Jean Mitchell

Personal information
- Born: 17 December 1999 (age 25) East Melbourne, Victoria, Australia
- Home town: Melbourne, Victoria, Australia
- Height: 173 cm (5 ft 8 in)

Sport
- Country: Australia
- Sport: Rowing
- Club: Melbourne University Boat Club
- Coached by: Tom Westgarth

= Jean Mitchell (rower) =

Australian rower

Jean Mitchell (born 17 December 1999) is an Australian representative sweep-oar rower. She is an Australian national champion, has represented at senior World Championships and won a gold medal at the 2022 World Rowing Cup.

==Club and state rowing==
Mitchell was raised in Melbourne and attended Ruyton Girls' School where she took up rowing. She is a brain cancer survivor. Her senior club rowing has been from the Melbourne University Boat Club

At the 2023 Australian Rowing Championships she won the open coxless four national title in an all MUBC crew.

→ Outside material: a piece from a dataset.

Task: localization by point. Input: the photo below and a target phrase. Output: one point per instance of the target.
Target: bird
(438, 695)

She rowed in the Victorian women's eight to a Queen's Cup victory at the 2022 Interstate Regatta within the Australian Rowing Championships.

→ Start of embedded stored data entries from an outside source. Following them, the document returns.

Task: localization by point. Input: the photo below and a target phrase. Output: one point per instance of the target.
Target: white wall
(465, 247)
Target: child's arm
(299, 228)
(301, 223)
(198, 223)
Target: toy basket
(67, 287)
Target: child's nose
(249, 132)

==International representative rowing==
In March 2022, Mitchell was selected in the Australian training squad to prepare for the 2022 international season and the 2022 World Rowing Championships. She rowed in the Australian women's eight at the World Rowing Cups II in Poznann to a bronze medal. At the 2022 World Rowing Championships at Racize, she was again in the Australian women's senior eight. They made the A final and finished in fifth place.

==Personal life==
Mitchell currently studies a Bachelor of Design (Visual Communication) at Deakin University.